O terceito taxista no México, em contrapartida, teve comigo uma das conversas mais interessantes que já tive na vida. Perguntei para ele o que ele pensava ser a solução para o problema da violência no México. Ele respondeu:

- A violência é causada por gangues ligadas ao tráfico de drogas. Portanto, acho que precisamos legalizar as drogas. 
- Mas o senhor não acha que isso apenas geraria outro poblema, que seria as mortes causadas pelas drogas?
- Acho que haveria menos mortes por drogas do que mortes por violência.
- O senhor mudaria de opinião caso o número de mortes aumentasse depois da legalização?

Ele pensou um minuto, e finalmente respondeu:

- Não. As pessoas que morrem usando drogas fizeram uma escolha. As pessoas que morrem devido à violência hoje não tiveram uma chance de escolher. 

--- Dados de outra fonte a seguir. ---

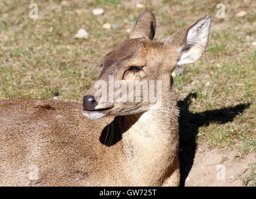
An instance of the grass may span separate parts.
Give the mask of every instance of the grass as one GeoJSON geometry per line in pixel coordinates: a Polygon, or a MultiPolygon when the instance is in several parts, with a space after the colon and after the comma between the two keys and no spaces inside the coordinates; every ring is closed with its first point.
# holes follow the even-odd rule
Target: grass
{"type": "Polygon", "coordinates": [[[256,187],[256,163],[250,164],[249,173],[240,177],[244,184],[249,187],[256,187]]]}
{"type": "Polygon", "coordinates": [[[210,14],[213,19],[207,50],[200,60],[186,66],[184,75],[175,78],[177,93],[180,98],[196,93],[190,107],[194,114],[231,108],[225,114],[232,119],[212,121],[199,127],[198,142],[209,147],[238,146],[239,157],[256,152],[256,51],[251,44],[256,40],[255,3],[225,1],[229,9],[221,19],[215,17],[217,2],[213,0],[204,4],[144,1],[144,9],[137,8],[134,1],[35,2],[36,20],[29,17],[30,1],[0,2],[0,99],[57,97],[81,102],[99,74],[103,56],[128,38],[126,29],[132,29],[142,11],[155,14],[156,39],[210,14]],[[94,16],[95,7],[102,7],[104,14],[94,16]],[[247,14],[236,17],[241,10],[247,14]],[[104,29],[106,22],[120,27],[104,29]],[[89,33],[88,40],[74,39],[81,27],[89,33]],[[245,104],[249,105],[241,113],[232,111],[245,104]]]}

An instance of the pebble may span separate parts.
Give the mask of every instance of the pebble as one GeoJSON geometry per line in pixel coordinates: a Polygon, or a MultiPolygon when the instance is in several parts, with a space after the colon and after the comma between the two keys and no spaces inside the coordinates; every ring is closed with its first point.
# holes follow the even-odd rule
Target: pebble
{"type": "Polygon", "coordinates": [[[112,28],[113,29],[117,29],[120,27],[119,24],[112,24],[112,28]]]}
{"type": "Polygon", "coordinates": [[[67,6],[69,5],[69,2],[67,1],[61,1],[61,4],[64,6],[67,6]]]}
{"type": "Polygon", "coordinates": [[[240,11],[239,13],[236,14],[237,17],[242,17],[246,15],[246,12],[245,11],[240,11]]]}
{"type": "Polygon", "coordinates": [[[80,29],[76,35],[74,36],[75,39],[88,39],[89,34],[88,32],[84,29],[80,29]]]}
{"type": "Polygon", "coordinates": [[[205,87],[209,87],[210,85],[210,81],[207,81],[207,83],[205,83],[205,84],[204,85],[204,86],[205,87]]]}
{"type": "Polygon", "coordinates": [[[136,4],[136,7],[137,7],[137,8],[143,8],[143,7],[145,7],[145,6],[144,6],[144,4],[142,4],[137,3],[137,4],[136,4]]]}
{"type": "Polygon", "coordinates": [[[110,29],[111,28],[111,24],[109,23],[105,24],[103,25],[102,27],[104,29],[110,29]]]}
{"type": "Polygon", "coordinates": [[[94,15],[101,15],[104,13],[104,11],[102,8],[96,8],[92,10],[92,14],[94,15]]]}
{"type": "Polygon", "coordinates": [[[177,67],[174,70],[174,72],[175,73],[176,76],[179,76],[179,75],[180,75],[183,73],[185,69],[185,68],[184,67],[177,67]]]}
{"type": "Polygon", "coordinates": [[[85,9],[81,9],[76,10],[75,12],[78,16],[82,16],[87,12],[87,10],[85,9]]]}

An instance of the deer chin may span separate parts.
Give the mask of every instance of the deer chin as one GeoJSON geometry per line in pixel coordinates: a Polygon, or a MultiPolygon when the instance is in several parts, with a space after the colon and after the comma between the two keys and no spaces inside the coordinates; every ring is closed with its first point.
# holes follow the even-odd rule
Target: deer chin
{"type": "Polygon", "coordinates": [[[110,109],[112,108],[113,107],[104,109],[97,109],[93,111],[88,111],[83,109],[82,110],[82,114],[89,119],[98,119],[106,116],[109,113],[110,109]]]}
{"type": "Polygon", "coordinates": [[[106,116],[106,114],[99,111],[82,110],[82,114],[90,119],[98,119],[106,116]]]}

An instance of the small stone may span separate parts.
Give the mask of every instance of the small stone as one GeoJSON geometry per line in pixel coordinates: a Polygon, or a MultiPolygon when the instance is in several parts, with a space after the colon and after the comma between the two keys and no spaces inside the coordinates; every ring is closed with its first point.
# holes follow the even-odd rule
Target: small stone
{"type": "Polygon", "coordinates": [[[236,14],[236,16],[239,17],[244,17],[246,15],[246,14],[247,13],[245,11],[240,11],[239,13],[237,13],[236,14]]]}
{"type": "Polygon", "coordinates": [[[145,7],[145,6],[144,6],[144,4],[142,4],[137,3],[137,4],[136,4],[136,7],[137,7],[137,8],[143,8],[143,7],[145,7]]]}
{"type": "Polygon", "coordinates": [[[179,76],[180,75],[182,75],[183,73],[183,72],[184,72],[185,68],[184,67],[177,67],[174,70],[174,72],[175,74],[176,75],[176,76],[179,76]]]}
{"type": "Polygon", "coordinates": [[[210,85],[210,81],[207,81],[207,83],[205,83],[205,84],[204,85],[204,86],[205,87],[209,87],[210,85]]]}
{"type": "Polygon", "coordinates": [[[119,24],[112,24],[112,28],[113,29],[117,29],[120,27],[119,24]]]}
{"type": "Polygon", "coordinates": [[[85,9],[80,9],[78,10],[76,10],[75,12],[78,16],[80,16],[83,14],[85,14],[87,12],[87,10],[85,9]]]}
{"type": "Polygon", "coordinates": [[[75,39],[88,39],[89,34],[88,32],[84,29],[80,29],[76,35],[74,36],[75,39]]]}
{"type": "Polygon", "coordinates": [[[92,14],[94,15],[101,15],[104,13],[104,11],[102,8],[96,8],[92,10],[92,14]]]}
{"type": "Polygon", "coordinates": [[[111,24],[109,23],[105,24],[102,25],[102,27],[104,29],[110,29],[111,28],[111,24]]]}
{"type": "Polygon", "coordinates": [[[67,1],[61,1],[61,4],[64,6],[67,6],[69,5],[69,2],[67,1]]]}

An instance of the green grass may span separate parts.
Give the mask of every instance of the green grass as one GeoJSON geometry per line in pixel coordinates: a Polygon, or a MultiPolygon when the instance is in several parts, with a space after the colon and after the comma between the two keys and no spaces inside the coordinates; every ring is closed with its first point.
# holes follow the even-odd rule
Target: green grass
{"type": "Polygon", "coordinates": [[[248,187],[256,187],[256,162],[250,165],[249,174],[240,177],[244,184],[248,187]]]}
{"type": "MultiPolygon", "coordinates": [[[[39,17],[33,20],[29,17],[30,2],[0,2],[0,99],[57,97],[81,102],[99,74],[103,56],[128,38],[126,30],[132,29],[144,9],[135,7],[133,1],[74,0],[66,6],[61,0],[41,1],[39,17]],[[105,12],[95,16],[92,11],[99,7],[105,12]],[[82,14],[77,11],[81,9],[82,14]],[[120,28],[104,29],[106,22],[119,24],[120,28]],[[81,27],[89,33],[88,40],[74,39],[81,27]]],[[[175,78],[177,93],[180,98],[196,93],[190,107],[193,114],[231,108],[230,113],[224,113],[231,118],[229,121],[209,119],[200,126],[197,142],[209,147],[235,144],[239,157],[255,153],[256,51],[251,43],[256,40],[256,10],[253,2],[229,1],[224,19],[215,17],[217,1],[213,0],[204,4],[192,0],[145,1],[144,4],[155,14],[156,38],[160,40],[206,14],[212,15],[207,50],[200,60],[186,66],[184,75],[175,78]],[[247,12],[245,17],[235,16],[240,9],[247,12]],[[232,113],[232,108],[245,104],[249,106],[240,113],[232,113]]]]}

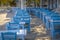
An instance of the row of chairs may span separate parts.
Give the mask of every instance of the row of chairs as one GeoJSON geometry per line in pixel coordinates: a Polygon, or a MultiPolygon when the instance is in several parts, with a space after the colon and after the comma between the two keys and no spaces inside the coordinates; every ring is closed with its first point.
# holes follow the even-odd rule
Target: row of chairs
{"type": "Polygon", "coordinates": [[[14,12],[16,12],[15,16],[12,18],[11,22],[7,23],[7,29],[20,29],[23,28],[23,25],[24,29],[30,32],[30,15],[25,10],[21,9],[16,9],[14,12]]]}
{"type": "Polygon", "coordinates": [[[28,8],[28,12],[33,13],[38,18],[40,18],[45,27],[46,30],[50,31],[50,35],[52,37],[52,40],[60,39],[60,13],[50,11],[44,8],[28,8]]]}
{"type": "MultiPolygon", "coordinates": [[[[30,16],[29,14],[21,9],[13,9],[13,13],[15,16],[12,18],[10,22],[7,23],[7,30],[20,30],[27,29],[30,32],[30,16]],[[25,25],[26,24],[26,25],[25,25]],[[25,27],[26,26],[26,27],[25,27]]],[[[2,32],[1,33],[2,40],[17,40],[17,32],[2,32]]],[[[21,36],[21,40],[24,40],[24,36],[21,36]]]]}

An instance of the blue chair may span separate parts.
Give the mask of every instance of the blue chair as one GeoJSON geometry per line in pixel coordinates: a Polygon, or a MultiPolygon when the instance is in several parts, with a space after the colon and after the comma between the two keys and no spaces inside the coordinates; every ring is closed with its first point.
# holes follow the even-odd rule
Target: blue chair
{"type": "Polygon", "coordinates": [[[2,32],[2,40],[17,40],[16,32],[2,32]]]}
{"type": "Polygon", "coordinates": [[[15,22],[9,22],[6,27],[8,30],[17,30],[20,29],[20,24],[15,22]]]}

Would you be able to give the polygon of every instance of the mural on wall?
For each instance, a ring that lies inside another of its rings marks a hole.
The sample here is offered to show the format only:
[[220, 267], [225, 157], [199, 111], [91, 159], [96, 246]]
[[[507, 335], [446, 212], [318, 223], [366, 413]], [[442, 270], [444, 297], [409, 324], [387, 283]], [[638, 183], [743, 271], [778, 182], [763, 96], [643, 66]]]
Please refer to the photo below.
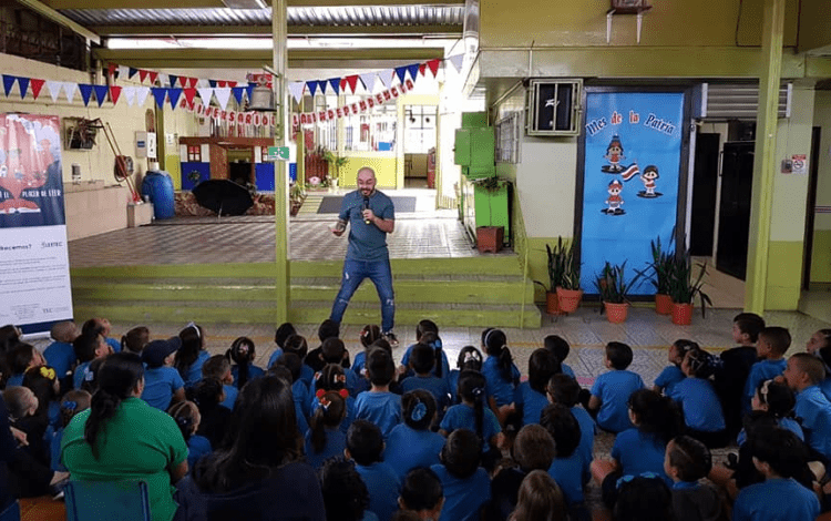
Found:
[[[670, 243], [684, 93], [588, 92], [585, 114], [581, 285], [591, 293], [606, 260], [626, 262], [628, 278], [650, 262], [650, 241]], [[648, 283], [633, 290], [652, 293]]]

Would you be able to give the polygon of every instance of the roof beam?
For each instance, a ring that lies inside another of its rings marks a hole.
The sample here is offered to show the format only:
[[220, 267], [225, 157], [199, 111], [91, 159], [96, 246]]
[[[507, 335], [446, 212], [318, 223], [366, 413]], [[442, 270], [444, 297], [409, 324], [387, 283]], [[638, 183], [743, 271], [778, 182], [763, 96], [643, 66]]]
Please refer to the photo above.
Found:
[[[271, 50], [94, 49], [93, 55], [104, 62], [136, 69], [261, 69], [264, 63], [270, 63]], [[290, 49], [288, 67], [289, 69], [381, 69], [437, 58], [444, 58], [444, 48]]]

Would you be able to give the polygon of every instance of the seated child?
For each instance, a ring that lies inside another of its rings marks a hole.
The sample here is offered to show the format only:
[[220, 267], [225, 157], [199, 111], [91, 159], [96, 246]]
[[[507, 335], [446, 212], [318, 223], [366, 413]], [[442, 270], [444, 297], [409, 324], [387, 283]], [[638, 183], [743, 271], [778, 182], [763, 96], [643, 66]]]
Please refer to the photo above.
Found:
[[464, 346], [459, 351], [459, 358], [455, 361], [455, 369], [450, 371], [448, 375], [448, 386], [450, 387], [450, 405], [459, 403], [459, 375], [463, 370], [471, 370], [482, 372], [482, 351], [475, 348], [475, 346]]
[[673, 388], [671, 399], [684, 412], [687, 433], [708, 448], [724, 447], [728, 442], [725, 415], [710, 380], [699, 377], [707, 364], [707, 355], [694, 349], [687, 351], [681, 362], [686, 378]]
[[369, 507], [369, 491], [355, 462], [340, 458], [326, 460], [320, 469], [320, 491], [324, 493], [326, 518], [339, 521], [378, 521]]
[[673, 510], [676, 521], [718, 521], [724, 505], [718, 492], [700, 482], [712, 468], [710, 450], [689, 436], [667, 443], [664, 471], [673, 480]]
[[230, 367], [230, 374], [234, 375], [234, 386], [242, 389], [248, 384], [248, 380], [259, 378], [266, 371], [254, 365], [257, 358], [257, 350], [254, 347], [254, 340], [248, 337], [239, 337], [230, 344], [228, 358], [234, 362]]
[[205, 349], [205, 330], [194, 323], [188, 324], [178, 333], [182, 347], [176, 351], [174, 367], [191, 388], [202, 379], [202, 365], [211, 358]]
[[756, 364], [756, 341], [759, 331], [765, 329], [765, 319], [753, 313], [740, 313], [732, 319], [732, 339], [738, 347], [727, 349], [719, 356], [714, 372], [712, 386], [716, 389], [725, 423], [730, 437], [741, 430], [742, 396], [750, 368]]
[[440, 519], [444, 507], [441, 480], [430, 469], [417, 468], [407, 473], [398, 498], [401, 510], [416, 512], [419, 519]]
[[234, 410], [234, 403], [237, 401], [239, 390], [234, 387], [234, 374], [230, 372], [230, 361], [223, 355], [214, 355], [202, 365], [203, 378], [216, 378], [223, 382], [225, 390], [225, 400], [222, 406]]
[[529, 357], [529, 381], [516, 386], [514, 405], [522, 425], [538, 423], [540, 412], [548, 405], [545, 388], [552, 376], [561, 372], [560, 361], [547, 349], [535, 349]]
[[142, 399], [151, 407], [166, 411], [172, 402], [185, 399], [185, 382], [173, 368], [176, 350], [182, 346], [178, 337], [153, 340], [142, 351], [144, 391]]
[[142, 355], [142, 349], [150, 341], [150, 329], [146, 326], [136, 326], [121, 337], [121, 350]]
[[507, 337], [502, 330], [485, 329], [482, 334], [482, 344], [488, 354], [488, 358], [482, 364], [488, 405], [502, 423], [513, 411], [511, 405], [516, 386], [520, 384], [520, 370], [513, 362], [511, 350], [507, 348]]
[[404, 392], [424, 389], [432, 394], [439, 418], [442, 418], [444, 410], [450, 405], [450, 389], [448, 388], [448, 380], [445, 378], [439, 378], [433, 375], [437, 361], [441, 362], [440, 359], [437, 360], [437, 358], [440, 358], [440, 353], [443, 351], [433, 349], [427, 344], [419, 343], [410, 346], [409, 366], [413, 375], [401, 381], [401, 389]]
[[817, 519], [820, 513], [817, 494], [791, 476], [793, 462], [802, 459], [803, 450], [796, 435], [774, 428], [766, 436], [751, 437], [748, 443], [753, 464], [765, 481], [739, 492], [732, 509], [733, 521]]
[[617, 433], [632, 428], [626, 403], [633, 392], [644, 388], [640, 376], [626, 370], [632, 364], [632, 348], [626, 344], [606, 344], [606, 356], [603, 361], [611, 370], [598, 376], [592, 386], [588, 411], [596, 411], [597, 425], [609, 432]]
[[684, 338], [675, 340], [673, 345], [669, 346], [667, 359], [669, 364], [671, 364], [671, 366], [667, 366], [663, 371], [660, 371], [658, 378], [655, 379], [655, 386], [653, 387], [653, 390], [661, 392], [666, 396], [670, 396], [673, 394], [673, 388], [675, 387], [675, 385], [686, 378], [684, 371], [681, 371], [681, 362], [684, 361], [684, 357], [687, 355], [687, 353], [693, 349], [699, 350], [698, 344], [693, 340], [685, 340]]
[[[564, 405], [550, 405], [543, 409], [540, 421], [554, 438], [557, 449], [548, 473], [557, 482], [574, 519], [586, 519], [588, 511], [583, 504], [583, 454], [579, 446], [579, 423]], [[577, 513], [577, 511], [581, 513]]]
[[765, 380], [770, 380], [784, 371], [784, 351], [791, 346], [791, 334], [783, 327], [766, 327], [759, 331], [756, 343], [756, 356], [759, 359], [750, 367], [750, 374], [745, 384], [743, 412], [750, 411], [750, 400], [756, 389]]
[[378, 426], [367, 420], [355, 420], [347, 432], [345, 454], [355, 460], [355, 469], [367, 484], [369, 510], [378, 515], [379, 521], [387, 521], [398, 509], [401, 480], [394, 469], [381, 460], [382, 452], [383, 437]]
[[552, 355], [554, 355], [554, 358], [556, 358], [560, 362], [560, 367], [562, 368], [564, 375], [568, 375], [575, 380], [577, 379], [577, 377], [574, 376], [574, 370], [565, 362], [565, 359], [568, 357], [568, 353], [571, 353], [572, 350], [565, 338], [561, 337], [560, 335], [548, 335], [543, 339], [543, 347], [550, 350]]
[[825, 367], [813, 355], [797, 353], [788, 359], [783, 376], [788, 387], [797, 392], [793, 412], [802, 419], [806, 443], [828, 468], [831, 461], [831, 402], [819, 387], [825, 378]]
[[410, 469], [439, 462], [444, 437], [430, 430], [435, 419], [435, 399], [430, 392], [423, 389], [404, 392], [401, 409], [404, 421], [393, 427], [387, 438], [383, 460], [403, 479]]
[[430, 469], [444, 489], [444, 508], [438, 521], [478, 521], [482, 507], [491, 499], [491, 478], [480, 467], [479, 437], [456, 429], [439, 456], [440, 464]]
[[[47, 365], [54, 368], [58, 372], [58, 379], [66, 379], [66, 375], [71, 375], [72, 366], [75, 365], [75, 350], [72, 348], [72, 343], [78, 338], [81, 331], [78, 330], [78, 326], [72, 320], [58, 321], [52, 325], [50, 336], [52, 344], [47, 346], [43, 351], [43, 358], [47, 360]], [[64, 384], [62, 381], [62, 384]], [[72, 379], [69, 378], [65, 381], [64, 387], [69, 388], [72, 385]]]
[[401, 422], [401, 397], [389, 390], [396, 376], [396, 365], [386, 350], [373, 349], [367, 357], [367, 370], [372, 387], [355, 399], [355, 417], [377, 425], [386, 439], [392, 428]]
[[346, 435], [340, 431], [340, 422], [346, 417], [348, 397], [346, 389], [339, 392], [320, 389], [315, 396], [319, 407], [309, 421], [310, 428], [306, 431], [305, 438], [306, 462], [316, 470], [320, 469], [327, 459], [343, 454]]
[[191, 470], [196, 466], [199, 458], [213, 451], [211, 441], [204, 436], [196, 433], [202, 421], [199, 409], [193, 401], [185, 400], [171, 406], [167, 413], [176, 420], [178, 430], [185, 437], [185, 441], [187, 442], [187, 468]]
[[617, 500], [617, 480], [623, 476], [652, 472], [667, 484], [664, 453], [667, 443], [680, 430], [680, 413], [671, 399], [649, 389], [639, 389], [629, 398], [629, 417], [635, 428], [615, 438], [612, 460], [592, 462], [592, 476], [602, 486], [603, 501], [613, 508]]

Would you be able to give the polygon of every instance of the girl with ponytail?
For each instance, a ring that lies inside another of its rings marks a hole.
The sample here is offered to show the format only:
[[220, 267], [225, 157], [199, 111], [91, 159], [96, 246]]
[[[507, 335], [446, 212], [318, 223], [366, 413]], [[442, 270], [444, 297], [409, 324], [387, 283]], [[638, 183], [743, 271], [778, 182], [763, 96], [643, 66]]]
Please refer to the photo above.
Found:
[[138, 398], [144, 366], [136, 355], [110, 355], [96, 379], [90, 409], [63, 432], [61, 460], [73, 480], [145, 481], [153, 519], [170, 521], [176, 512], [171, 483], [187, 473], [187, 445], [176, 421]]
[[319, 407], [306, 432], [306, 462], [315, 469], [321, 468], [329, 458], [343, 454], [346, 433], [340, 431], [340, 422], [346, 417], [347, 398], [349, 392], [346, 389], [320, 389], [315, 395]]

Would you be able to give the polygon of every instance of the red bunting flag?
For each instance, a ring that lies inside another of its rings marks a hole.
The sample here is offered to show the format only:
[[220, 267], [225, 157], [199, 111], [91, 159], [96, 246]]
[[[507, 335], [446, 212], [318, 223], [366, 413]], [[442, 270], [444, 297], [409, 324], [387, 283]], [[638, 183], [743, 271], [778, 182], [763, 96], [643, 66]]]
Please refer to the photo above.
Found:
[[113, 100], [113, 105], [119, 102], [121, 95], [121, 86], [110, 85], [110, 99]]
[[34, 95], [35, 100], [40, 95], [40, 90], [43, 89], [45, 82], [45, 80], [38, 80], [37, 78], [32, 78], [32, 81], [29, 82], [29, 85], [32, 88], [32, 95]]

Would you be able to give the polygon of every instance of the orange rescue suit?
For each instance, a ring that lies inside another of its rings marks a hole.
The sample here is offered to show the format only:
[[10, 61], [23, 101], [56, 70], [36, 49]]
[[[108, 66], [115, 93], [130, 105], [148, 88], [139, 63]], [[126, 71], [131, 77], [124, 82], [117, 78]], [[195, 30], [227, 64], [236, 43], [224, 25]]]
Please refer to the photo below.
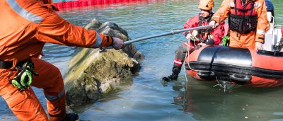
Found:
[[[237, 4], [235, 4], [237, 3]], [[243, 17], [257, 15], [258, 23], [256, 28], [248, 33], [240, 33], [236, 30], [230, 30], [230, 47], [245, 47], [254, 49], [255, 42], [264, 43], [265, 33], [270, 28], [270, 24], [267, 18], [267, 8], [265, 0], [246, 0], [243, 5], [241, 0], [224, 0], [220, 8], [216, 11], [212, 17], [216, 23], [224, 21], [231, 13], [235, 14], [235, 8], [238, 8], [238, 13], [241, 13]], [[241, 11], [238, 9], [243, 8]], [[229, 23], [229, 26], [231, 25]], [[244, 25], [238, 28], [243, 28]], [[248, 25], [254, 26], [254, 25]]]
[[[51, 0], [0, 1], [0, 61], [31, 59], [39, 76], [32, 86], [43, 88], [50, 120], [66, 114], [65, 92], [59, 70], [37, 58], [45, 42], [97, 48], [110, 45], [112, 38], [71, 25], [59, 16]], [[18, 72], [0, 69], [0, 96], [19, 120], [48, 120], [32, 88], [19, 91], [8, 81]]]

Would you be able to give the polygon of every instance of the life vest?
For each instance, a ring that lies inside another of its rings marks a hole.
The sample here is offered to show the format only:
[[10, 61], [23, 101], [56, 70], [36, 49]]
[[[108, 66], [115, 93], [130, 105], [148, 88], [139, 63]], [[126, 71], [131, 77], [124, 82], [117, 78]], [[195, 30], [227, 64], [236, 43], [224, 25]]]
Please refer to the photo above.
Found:
[[248, 1], [242, 5], [240, 0], [234, 0], [234, 6], [231, 6], [231, 11], [229, 17], [229, 28], [239, 33], [250, 33], [257, 28], [258, 13], [255, 12], [255, 0]]
[[[197, 26], [208, 25], [212, 18], [213, 14], [214, 13], [212, 13], [209, 15], [209, 16], [207, 17], [207, 18], [202, 17], [202, 16], [199, 16], [199, 24]], [[202, 42], [205, 43], [207, 40], [211, 39], [211, 38], [210, 38], [211, 32], [212, 32], [212, 29], [198, 30], [197, 38], [200, 41], [202, 41]]]

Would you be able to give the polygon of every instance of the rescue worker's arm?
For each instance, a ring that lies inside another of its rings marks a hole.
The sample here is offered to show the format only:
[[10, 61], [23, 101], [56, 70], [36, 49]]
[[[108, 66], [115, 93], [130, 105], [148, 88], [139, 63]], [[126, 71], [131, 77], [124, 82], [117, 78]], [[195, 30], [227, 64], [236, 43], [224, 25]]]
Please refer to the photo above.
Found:
[[213, 40], [214, 41], [214, 45], [219, 45], [219, 42], [222, 40], [222, 38], [224, 36], [225, 33], [225, 30], [224, 26], [224, 23], [225, 23], [224, 21], [222, 21], [220, 25], [217, 26], [216, 28], [214, 29], [214, 33], [212, 36]]
[[[188, 21], [187, 21], [186, 23], [185, 23], [184, 25], [184, 28], [195, 28], [197, 27], [198, 25], [198, 23], [199, 22], [199, 16], [195, 16], [194, 17], [192, 17], [191, 18], [190, 18]], [[189, 32], [184, 32], [183, 33], [185, 35], [185, 37], [187, 37], [187, 35], [189, 33], [192, 33], [192, 30]]]
[[259, 0], [255, 3], [258, 12], [258, 25], [255, 35], [255, 41], [265, 42], [265, 33], [270, 29], [270, 23], [267, 20], [267, 8], [265, 0]]
[[[229, 16], [230, 12], [229, 0], [224, 0], [219, 8], [216, 11], [212, 16], [212, 21], [214, 21], [216, 23], [220, 25], [221, 22], [224, 21]], [[209, 24], [210, 25], [210, 24]]]
[[[54, 11], [44, 12], [46, 12], [47, 16], [37, 25], [36, 34], [36, 38], [40, 41], [88, 48], [102, 47], [113, 43], [113, 38], [110, 36], [74, 25], [59, 16]], [[121, 41], [120, 39], [116, 40]], [[115, 48], [114, 45], [113, 47]]]

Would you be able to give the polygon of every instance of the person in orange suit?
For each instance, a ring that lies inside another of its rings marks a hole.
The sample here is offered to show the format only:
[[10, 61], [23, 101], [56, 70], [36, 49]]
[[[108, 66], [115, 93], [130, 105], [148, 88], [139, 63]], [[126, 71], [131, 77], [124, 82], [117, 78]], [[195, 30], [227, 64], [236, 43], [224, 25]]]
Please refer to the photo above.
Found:
[[[199, 8], [201, 13], [189, 19], [184, 25], [184, 28], [190, 28], [202, 25], [207, 25], [213, 16], [212, 8], [214, 6], [214, 0], [201, 0], [199, 4]], [[169, 76], [163, 77], [162, 80], [169, 81], [176, 80], [178, 76], [181, 71], [183, 63], [185, 60], [187, 53], [187, 48], [190, 46], [189, 53], [192, 52], [195, 49], [196, 45], [202, 46], [205, 45], [218, 45], [221, 41], [224, 35], [224, 24], [225, 22], [221, 22], [221, 25], [214, 29], [205, 29], [200, 30], [193, 30], [185, 32], [184, 35], [187, 39], [190, 40], [190, 42], [186, 42], [180, 45], [175, 52], [174, 64], [172, 69], [172, 74]]]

Em resumo, se você quer filosofar, vá ao México. Se quiser falar sobre negócios, vá a São Paulo e se quiser uma companhia para tomar uma cerveja no boteco e ouvir umas boas histórias, vá ao Rio. O resto é conversa!

2 comentários:

Maria Regina disse...

Oi Mariana, o Denzel , do Maksoud Plaza está Nessa " conversa com taxistas"?

Claudio disse...

Você e o Pratinha andam combinando sobre os temas a serem abordados, não?